Strabane Sigersons
- Founded:: 1902
- County:: Tyrone
- Nickname:: Sigersons
- Colours:: Light Blue & Navy
- Grounds:: Sigerson Park - Páirc Mhíc Sioghair
- Coordinates:: 54°49′00.29″N 7°27′26.01″W﻿ / ﻿54.8167472°N 7.4572250°W

Playing kits
| Standard | Reserve |

Senior Club Championships
|  | All Ireland | Ulster champions | Tyrone champions |
| Football: | - | - | 2 |
| Hurling: | - | - | 2 |

= Strabane Sigersons GAC =

Tyrone-based Gaelic games club

Strabane Sigersons (An Srath Bán Mhic Sioghair) is a Gaelic Athletic Association club. The club is based in the town of Strabane, County Tyrone, Northern Ireland.
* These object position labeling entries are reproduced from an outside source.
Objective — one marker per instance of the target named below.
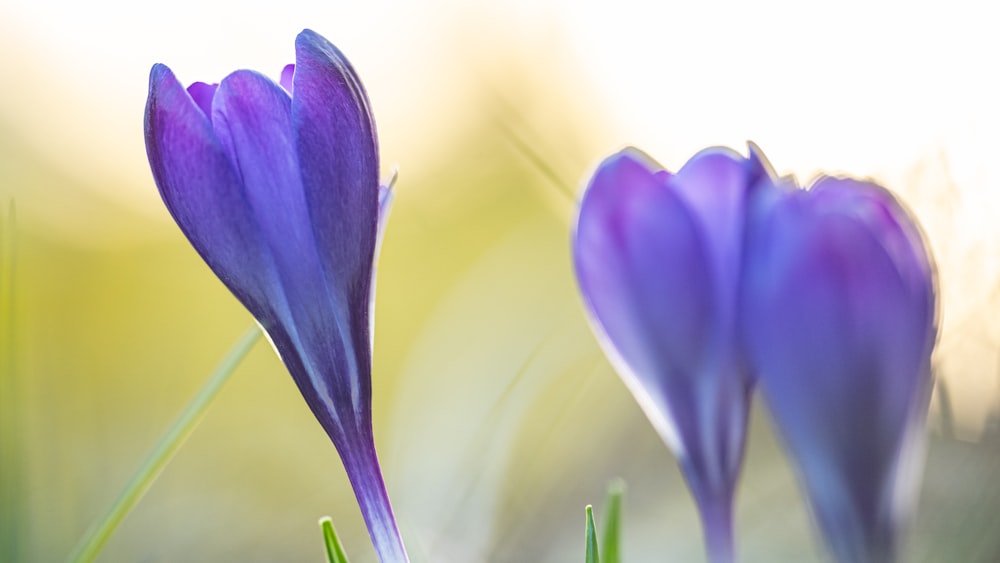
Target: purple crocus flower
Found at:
(658, 258)
(840, 320)
(277, 189)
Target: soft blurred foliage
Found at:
(497, 417)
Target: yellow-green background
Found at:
(497, 416)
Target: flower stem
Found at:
(171, 441)
(365, 475)
(717, 523)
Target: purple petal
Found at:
(203, 192)
(338, 155)
(202, 95)
(253, 119)
(714, 184)
(286, 81)
(646, 276)
(842, 350)
(640, 261)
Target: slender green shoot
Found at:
(171, 441)
(334, 550)
(11, 497)
(610, 538)
(592, 553)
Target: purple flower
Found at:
(839, 318)
(658, 258)
(277, 189)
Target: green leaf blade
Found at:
(334, 550)
(611, 536)
(592, 553)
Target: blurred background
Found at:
(497, 416)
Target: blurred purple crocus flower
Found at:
(839, 316)
(658, 258)
(276, 187)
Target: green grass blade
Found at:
(334, 551)
(12, 511)
(90, 545)
(610, 538)
(592, 554)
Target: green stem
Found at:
(90, 545)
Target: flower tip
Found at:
(158, 73)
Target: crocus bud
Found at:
(839, 319)
(658, 258)
(277, 189)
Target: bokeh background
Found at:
(497, 416)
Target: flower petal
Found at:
(338, 155)
(843, 358)
(202, 190)
(252, 116)
(641, 265)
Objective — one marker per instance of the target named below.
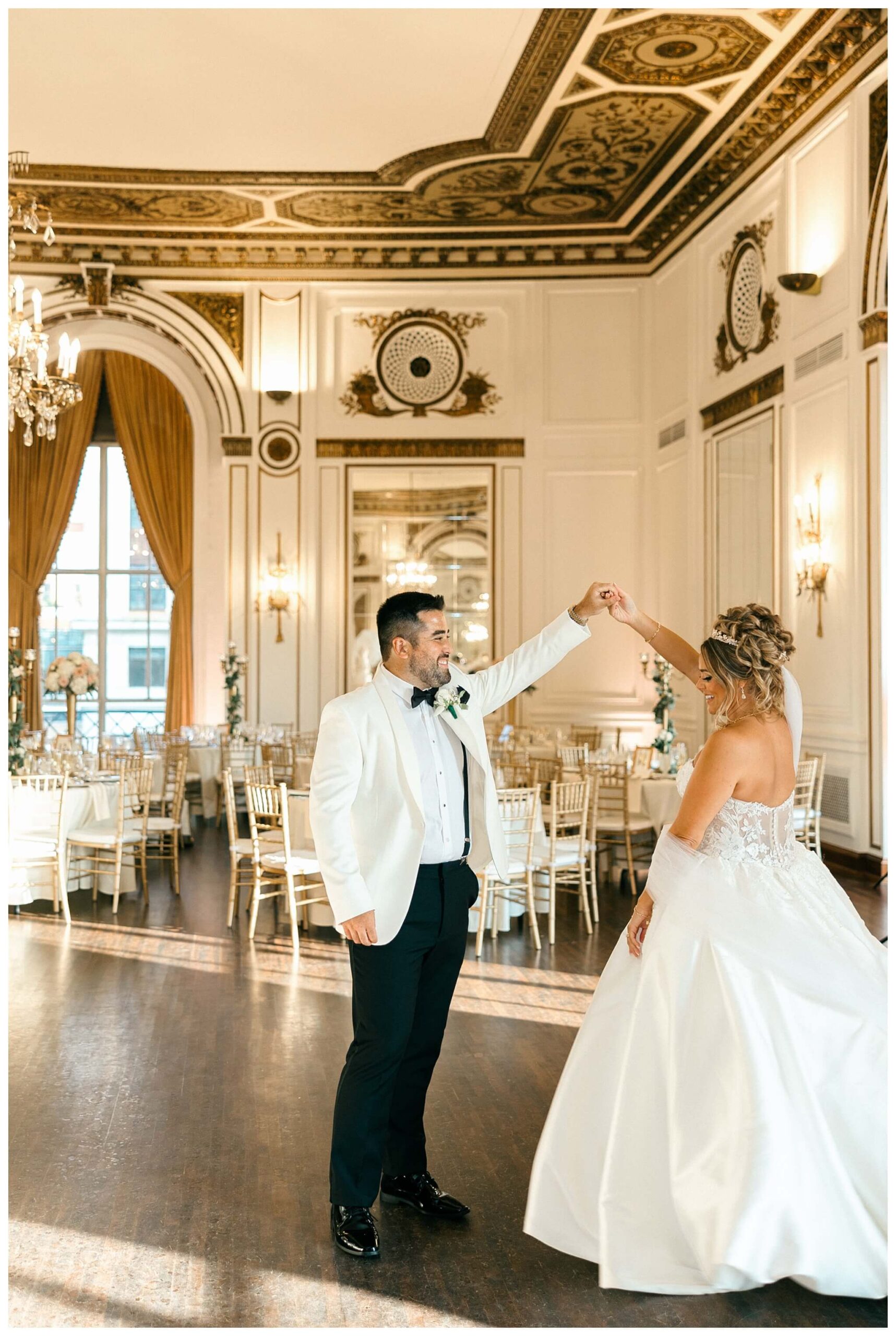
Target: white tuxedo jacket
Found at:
(366, 813)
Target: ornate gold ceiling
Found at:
(622, 132)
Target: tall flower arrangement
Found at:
(74, 675)
(234, 669)
(661, 678)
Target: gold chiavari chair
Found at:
(277, 870)
(613, 826)
(567, 862)
(519, 810)
(121, 841)
(570, 758)
(280, 757)
(235, 755)
(163, 827)
(512, 774)
(807, 774)
(43, 852)
(543, 772)
(811, 818)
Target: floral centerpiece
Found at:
(74, 674)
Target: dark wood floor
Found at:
(170, 1099)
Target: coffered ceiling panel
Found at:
(576, 141)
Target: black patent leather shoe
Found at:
(354, 1231)
(422, 1192)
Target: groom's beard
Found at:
(429, 672)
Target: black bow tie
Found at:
(420, 697)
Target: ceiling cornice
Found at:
(170, 223)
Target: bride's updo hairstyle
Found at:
(761, 648)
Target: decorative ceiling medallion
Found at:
(719, 91)
(278, 449)
(579, 86)
(752, 314)
(682, 49)
(779, 18)
(223, 312)
(420, 361)
(102, 208)
(591, 162)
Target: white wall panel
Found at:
(593, 354)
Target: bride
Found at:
(720, 1123)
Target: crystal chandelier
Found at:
(34, 393)
(23, 211)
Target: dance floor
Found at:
(170, 1099)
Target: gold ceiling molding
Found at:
(749, 397)
(779, 18)
(589, 165)
(589, 197)
(483, 448)
(223, 312)
(676, 50)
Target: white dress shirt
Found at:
(440, 757)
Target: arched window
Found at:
(106, 598)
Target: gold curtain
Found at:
(156, 435)
(43, 481)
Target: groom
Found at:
(404, 809)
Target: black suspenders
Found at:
(467, 807)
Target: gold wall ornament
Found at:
(225, 312)
(813, 563)
(874, 329)
(237, 447)
(740, 401)
(420, 357)
(676, 50)
(504, 448)
(752, 314)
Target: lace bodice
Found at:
(747, 831)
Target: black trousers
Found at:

The club concentrates on Gaelic football activities accommodating for both males and females from the ages of 4 until adult level . Another club in the town is Shamrocks, which fields teams for the games of Hurling and Camogie.

The senior men's team currently play in the Junior league after being relegated from the Intermediate league in 2023.

The senior Ladies team won the Junior 'B' League and Championship in 2023 and play Junior Football.